Sunday, June 13, 2021

The Decline of Local News


Some national outlets are doing fine, but local newspapers are struggling.

In 2009, just as the apocalypse befell the newspaper industry but while local news was still in relative abundance, many readers gave it an apathetic shrug. A Pew Research Center survey from that year found that an astonishing 42 percent said they would miss their paper “not much” or “not at all” if it vanished. They said this even though 74 percent conceded that civic life would suffer “a lot” or “some” if their local newspaper died. Their apathy ultimately expressed itself in financial terms. Weekday newspaper circulation has dropped from about 55.8 million households to about 28.6 million in the past two decades. More than 2,000 newspapers have vanished since 2004 (most of them weeklies), creating what some call “news deserts.” And revenues have just about halved in the past decade, as has newsroom size, making it harder to report local news. Readers keep shrugging, too.

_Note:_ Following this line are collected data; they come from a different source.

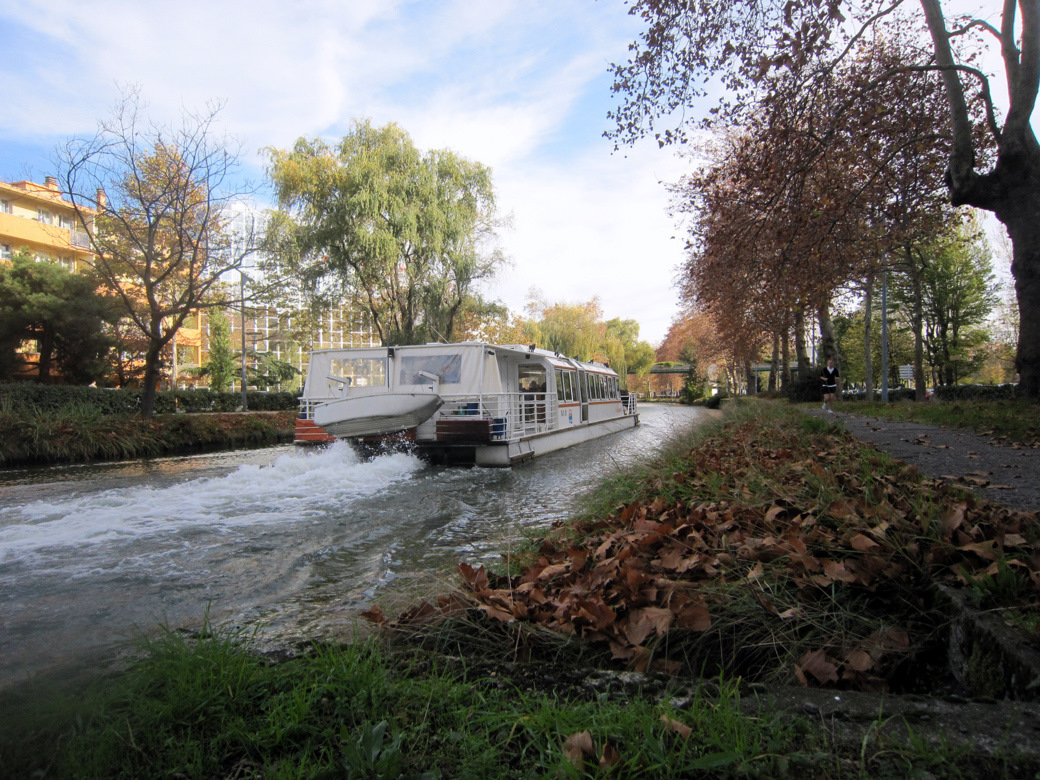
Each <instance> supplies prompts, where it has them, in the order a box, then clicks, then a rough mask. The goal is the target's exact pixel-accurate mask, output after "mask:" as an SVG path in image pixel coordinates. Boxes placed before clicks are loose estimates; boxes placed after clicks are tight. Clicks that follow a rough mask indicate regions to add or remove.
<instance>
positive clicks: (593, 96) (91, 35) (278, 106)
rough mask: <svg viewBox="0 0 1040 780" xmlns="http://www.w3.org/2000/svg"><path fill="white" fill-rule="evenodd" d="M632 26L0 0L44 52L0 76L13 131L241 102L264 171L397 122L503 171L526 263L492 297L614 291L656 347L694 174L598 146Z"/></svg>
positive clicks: (553, 16)
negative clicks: (680, 202) (685, 203)
mask: <svg viewBox="0 0 1040 780" xmlns="http://www.w3.org/2000/svg"><path fill="white" fill-rule="evenodd" d="M636 24H638V21H634V20H632V19H631V18H629V17H628V16H627V14H626V12H625V8H624V7H623V6H613V5H608V4H604V3H602V2H600V3H597V2H592V1H591V0H568V2H566V3H560V2H557V0H524V1H523V2H521V0H442V1H439V2H428V0H349V1H348V2H344V1H343V0H303V1H302V2H296V3H284V2H276V1H275V0H183V1H182V2H178V3H175V4H166V3H154V2H140V0H95V1H94V2H90V3H82V2H73V1H72V0H51V2H49V3H47V4H44V5H38V4H28V3H15V2H12V1H11V0H0V25H4V26H6V27H7V29H8V30H11V29H17V30H18V32H19V34H18V35H12V38H14V40H19V38H29V37H31V38H32V40H33V43H32V45H31V46H29V45H26V49H25V51H24V52H22V53H23V54H24V56H21V57H9V58H8V59H7V60H6V61H5V62H3V63H0V103H2V104H4V105H5V112H4V114H3V115H2V116H0V134H2V135H4V136H7V137H10V138H12V139H16V140H18V141H19V142H20V144H23V145H24V144H25V141H26V140H27V139H31V138H33V137H34V136H40V135H48V136H51V137H55V136H57V137H61V136H71V135H83V134H88V133H90V132H93V130H94V128H95V126H96V123H97V120H98V119H100V118H103V116H107V115H109V114H110V113H111V109H112V107H113V105H114V103H115V101H116V99H118V97H119V86H121V85H129V84H136V85H139V86H140V90H141V95H142V98H144V100H145V101H146V102H147V103H148V104H149V114H150V115H151V118H152V119H154V120H156V121H158V122H176V121H177V120H178V115H179V113H180V111H181V110H182V108H185V107H186V108H189V109H197V108H200V107H203V106H204V105H205V104H206V103H207V102H212V101H214V100H224V101H226V106H225V108H224V110H223V111H222V113H220V115H219V120H220V122H222V123H223V125H224V128H225V129H226V130H227V132H228V134H229V135H232V136H234V137H236V138H237V139H238V140H239V141H240V142H241V144H242V149H243V154H244V155H245V160H244V161H245V162H246V163H249V164H252V165H256V166H258V167H259V166H260V165H262V159H261V157H260V156H259V155H258V154H257V153H258V150H259V149H260V148H262V147H267V146H272V147H286V146H289V145H291V144H292V141H293V140H294V139H295V138H296V137H298V136H301V135H303V136H315V135H322V136H324V137H327V138H330V139H335V138H337V137H338V136H340V135H342V134H344V133H345V132H348V131H349V129H350V125H352V122H353V121H354V120H356V119H361V118H370V119H371V120H372V121H373V122H375V123H376V124H384V123H386V122H391V121H393V122H397V123H398V124H399V125H400V126H401V127H402V128H404V129H406V130H407V131H408V132H409V133H410V134H411V135H412V137H413V139H414V140H415V142H416V145H417V146H419V147H420V148H422V149H432V148H450V149H452V150H454V151H457V152H458V153H460V154H462V155H464V156H466V157H468V158H470V159H473V160H478V161H480V162H483V163H485V164H488V165H490V166H491V167H492V170H493V171H494V174H495V182H496V186H497V188H498V193H499V205H500V209H501V211H503V212H505V213H510V212H512V213H513V214H514V216H515V223H516V227H515V230H514V231H512V232H509V233H506V234H505V235H503V242H504V245H505V249H506V250H508V252H509V253H510V254H511V255H512V256H513V258H514V261H515V267H514V268H512V269H511V270H509V271H508V272H506V274H504V275H503V278H502V280H501V281H500V283H499V284H498V286H497V288H496V290H495V291H494V293H493V294H495V295H496V296H498V297H501V298H503V300H504V301H505V302H506V303H508V304H509V305H510V306H511V308H520V307H522V305H523V303H524V300H525V295H526V291H527V288H528V287H530V286H532V285H534V286H538V287H540V288H541V289H542V290H543V292H544V293H545V295H546V296H548V297H549V298H551V300H562V301H563V300H566V301H571V302H576V301H587V300H589V298H590V297H592V296H593V295H598V296H599V297H600V300H601V303H602V305H603V309H604V312H605V313H606V315H607V316H621V317H633V318H636V319H639V320H640V321H641V323H642V327H643V336H644V338H648V339H652V340H658V339H659V338H660V337H661V336H662V335H664V332H665V330H666V328H667V326H668V320H669V319H670V317H671V314H672V312H673V311H674V301H675V294H674V291H673V290H672V288H671V283H672V277H673V275H674V267H675V265H676V263H677V262H678V261H679V259H680V251H679V248H680V244H681V241H677V240H670V236H672V235H673V234H674V233H675V230H674V228H673V225H672V224H671V220H670V218H669V217H668V216H667V213H666V209H667V196H666V193H665V190H664V188H662V187H661V186H660V185H659V184H658V183H657V180H658V179H659V178H662V179H666V180H674V179H676V178H677V177H678V171H679V167H678V165H677V164H676V162H675V161H673V160H671V159H670V158H669V156H668V155H667V154H666V153H659V152H658V151H657V150H656V149H645V150H632V151H629V156H628V157H627V158H626V157H623V156H621V155H612V154H610V153H609V150H610V147H609V145H608V144H606V142H605V141H603V140H602V139H601V138H600V134H601V132H602V130H603V129H604V127H605V122H606V121H605V112H606V110H607V108H608V107H609V106H610V105H612V102H610V98H609V95H608V92H607V90H608V78H607V77H606V68H607V63H608V62H609V61H610V60H612V59H618V58H621V57H624V56H625V47H626V46H627V44H628V42H629V41H630V40H631V37H632V35H633V34H634V28H635V25H636ZM23 31H24V32H25V33H26V34H24V35H23V34H21V33H22V32H23ZM3 34H4V28H3V27H0V35H3ZM5 164H6V162H5Z"/></svg>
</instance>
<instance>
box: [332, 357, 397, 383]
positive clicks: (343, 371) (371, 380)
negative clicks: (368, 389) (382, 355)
mask: <svg viewBox="0 0 1040 780" xmlns="http://www.w3.org/2000/svg"><path fill="white" fill-rule="evenodd" d="M329 374H330V375H332V376H342V378H343V379H345V380H350V387H386V384H387V362H386V359H385V358H347V359H339V358H333V360H332V361H331V362H330V363H329ZM330 386H331V383H330ZM335 389H336V390H339V389H340V388H339V383H336V388H335Z"/></svg>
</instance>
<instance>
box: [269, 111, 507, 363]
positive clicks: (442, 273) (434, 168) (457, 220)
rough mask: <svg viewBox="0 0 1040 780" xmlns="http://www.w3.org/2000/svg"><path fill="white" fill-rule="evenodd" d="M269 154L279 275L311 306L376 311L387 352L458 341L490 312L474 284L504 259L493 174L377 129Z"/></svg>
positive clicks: (356, 126)
mask: <svg viewBox="0 0 1040 780" xmlns="http://www.w3.org/2000/svg"><path fill="white" fill-rule="evenodd" d="M267 152H268V155H269V158H270V172H269V173H270V178H271V181H272V183H274V185H275V190H276V192H277V194H278V199H279V205H280V207H281V209H282V210H283V213H282V214H281V215H280V216H279V218H277V219H275V220H274V222H272V235H274V236H275V239H276V240H277V241H278V243H279V244H280V246H281V248H282V251H281V252H280V255H281V259H282V261H283V262H282V267H281V268H280V269H279V270H280V272H281V275H282V278H283V279H286V280H287V281H292V280H295V281H296V282H298V285H300V287H301V288H302V290H303V291H304V292H305V293H306V294H307V296H308V297H309V298H310V300H311V301H313V302H315V303H316V304H317V305H319V306H327V307H333V306H339V305H341V304H342V303H344V302H348V303H349V304H352V305H354V306H357V307H359V308H361V309H363V310H364V311H367V312H368V313H369V314H370V315H371V321H372V326H373V327H374V328H375V330H376V332H378V333H379V335H380V338H381V339H382V341H383V343H385V344H405V343H421V342H423V341H450V340H452V337H453V335H454V333H456V330H457V329H458V328H459V324H460V321H461V320H462V319H463V318H464V317H465V316H466V314H467V313H469V312H470V311H471V310H473V309H479V308H480V307H483V306H485V302H483V300H482V298H480V296H479V294H478V292H477V289H476V287H477V285H478V284H479V283H480V282H482V281H484V280H486V279H489V278H490V277H491V276H493V274H494V272H495V270H496V268H497V267H498V266H499V264H500V263H501V262H502V257H501V254H500V253H499V252H498V251H497V250H496V249H495V248H494V245H493V239H494V232H495V228H496V222H495V216H494V202H495V201H494V190H493V187H492V181H491V172H490V170H489V168H487V167H486V166H484V165H482V164H479V163H477V162H472V161H470V160H467V159H465V158H463V157H460V156H459V155H457V154H456V153H453V152H450V151H447V150H435V151H432V152H427V153H425V154H423V153H421V152H420V151H419V150H418V149H416V148H415V146H414V145H413V142H412V139H411V137H410V136H409V135H408V133H406V132H405V131H404V130H401V129H400V128H399V127H397V126H396V125H394V124H389V125H386V126H384V127H381V128H375V127H372V125H371V124H370V123H368V122H358V123H356V124H355V127H354V130H353V131H352V132H350V133H349V134H348V135H346V136H344V137H343V138H342V139H341V140H340V142H339V145H338V146H336V147H335V148H333V147H330V146H329V145H327V144H326V142H324V141H321V140H317V139H315V140H307V139H305V138H300V139H298V140H297V141H296V144H295V146H294V147H293V148H292V149H291V150H278V149H269V150H267Z"/></svg>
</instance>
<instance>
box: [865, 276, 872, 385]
mask: <svg viewBox="0 0 1040 780" xmlns="http://www.w3.org/2000/svg"><path fill="white" fill-rule="evenodd" d="M863 319H864V320H865V322H866V324H865V326H864V330H863V386H864V388H865V393H864V396H863V397H864V398H865V399H866V400H868V401H873V400H874V348H873V347H874V344H873V340H872V338H870V335H872V333H870V326H872V324H873V321H874V274H869V275H868V276H867V277H866V285H865V290H864V295H863Z"/></svg>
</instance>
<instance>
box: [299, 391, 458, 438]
mask: <svg viewBox="0 0 1040 780" xmlns="http://www.w3.org/2000/svg"><path fill="white" fill-rule="evenodd" d="M442 404H443V400H442V399H441V397H440V396H439V395H435V394H432V393H379V394H372V395H359V396H350V397H346V398H337V399H335V400H330V401H328V402H326V404H320V405H318V406H316V407H315V408H314V422H315V424H316V425H318V426H319V427H320V428H322V430H323V431H324V432H326V433H327V434H328V435H329V436H333V437H335V438H337V439H353V438H358V437H363V436H381V435H385V434H394V433H397V432H398V431H406V430H408V428H413V427H415V426H416V425H419V424H421V423H422V422H425V421H426V420H427V419H430V418H431V417H433V416H434V414H436V413H437V410H438V409H440V408H441V405H442Z"/></svg>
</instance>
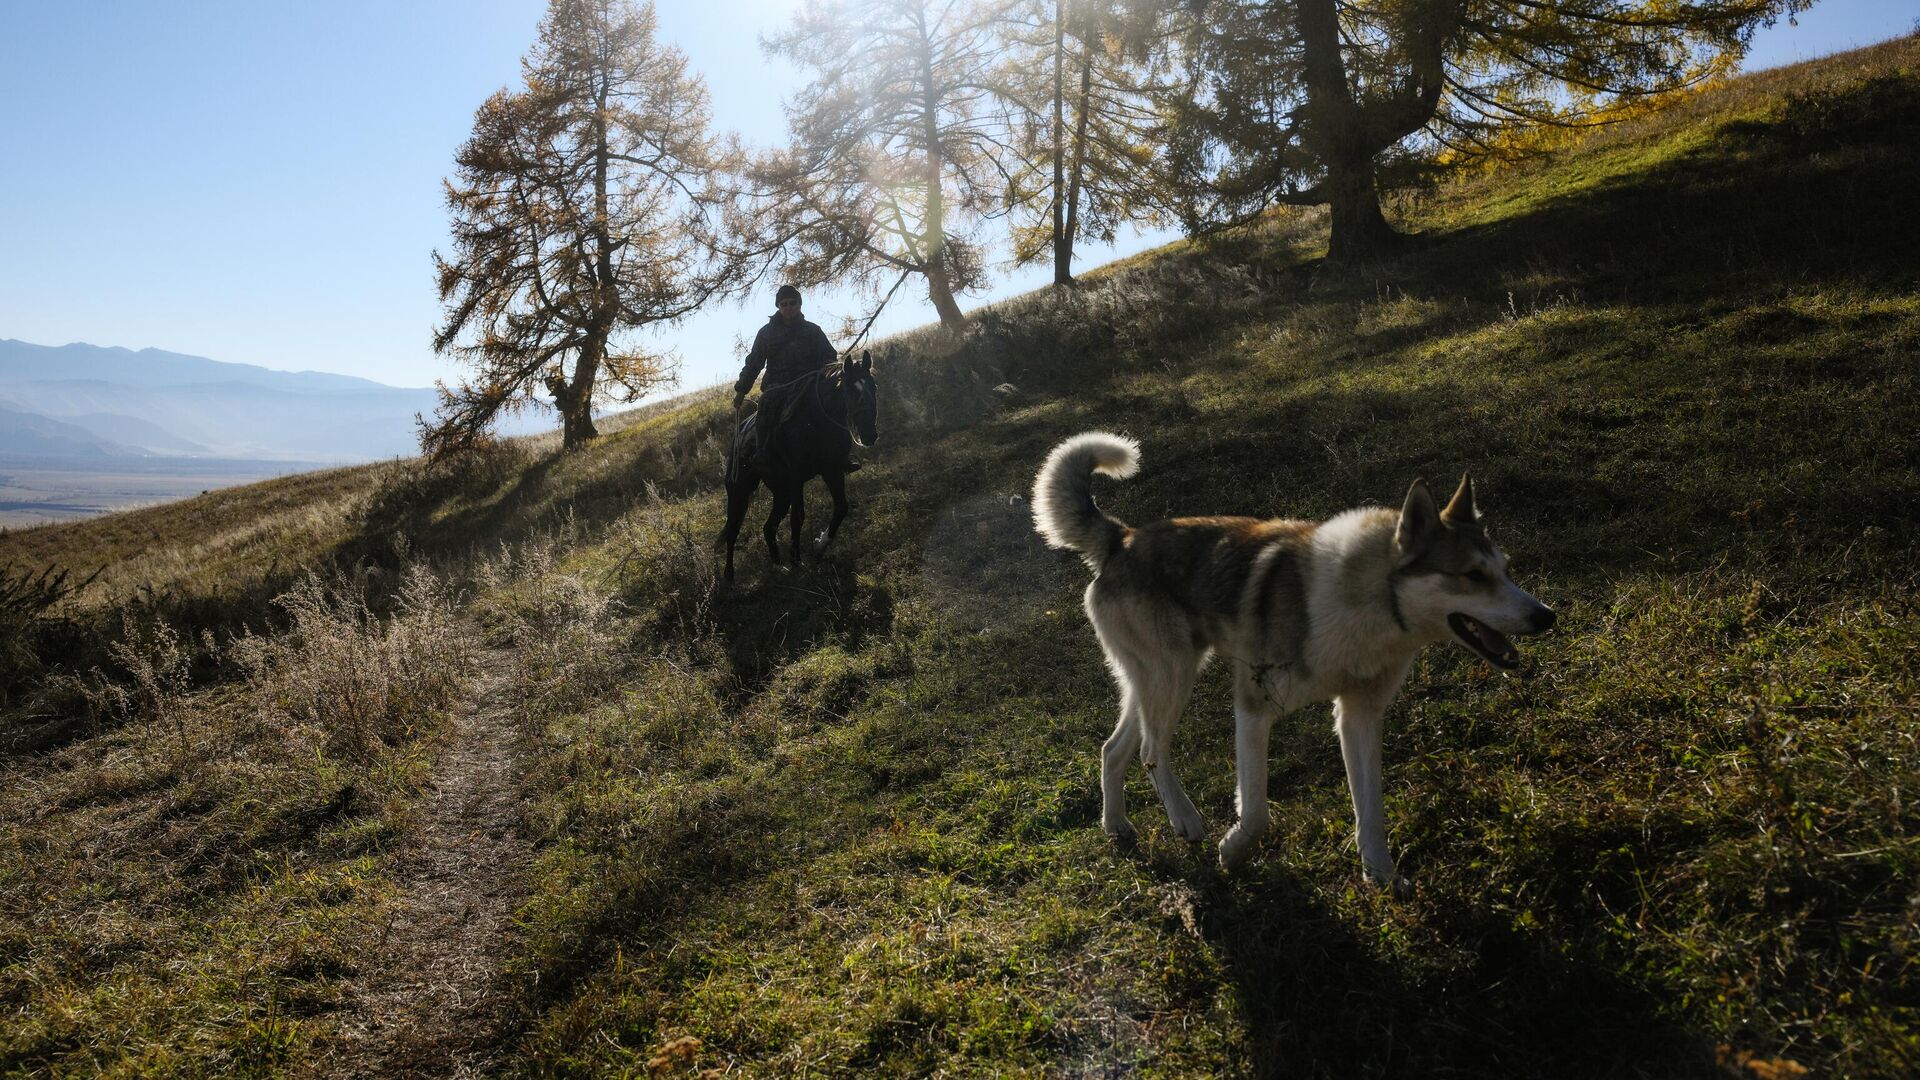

A more recent Pew survey (2018) found that only 14 percent of respondents had paid for local news in the previous year.
'...

The decline of local news
has paralleled the decline of the newspaper audience. In 1940, when the population was less than half of today’s, American newspaper circulation was greater. Newspapers lost audience not just to the Internet but to cable, TV and radio, as well as to the non-news functions found on smartphones. The advertising dollars that once helped to support local news fled for the Web, where ads could be better paired to content—sometimes at a lower cost—to sell an advertiser’s wares. As Google economist Hal Varian put it in 2013, pure news had “very high social value to interested readers” but “low commercial value due to the difficulty of showing contextual relevant ads.”

There’s evidence that low-cost, quality national news online from the New York Times, the Washington Post, CNN, NBC and other outlets has siphoned off readers who might otherwise partake of local news. Newspapers also appear to have priced themselves out of the reach of many readers, jacking up the cost of subscriptions to cover the dive in advertising revenue. In 1980, for example, the Washington Post charged $92 a year for weekday and Sunday home delivery ($315 in today’s money). Today, the Post charges $1,160 annually for a lesser product. The Post isn’t alone, of course. Iris Chyi of the University of Texas notes that many regional newspapers have passed the $1,000 a year mark for subscriptions. That’s a lot of money in most family budgets—more than annual subscriptions to Netflix, Hulu, Amazon Prime, Disney+ and HBO Max all together would cost you.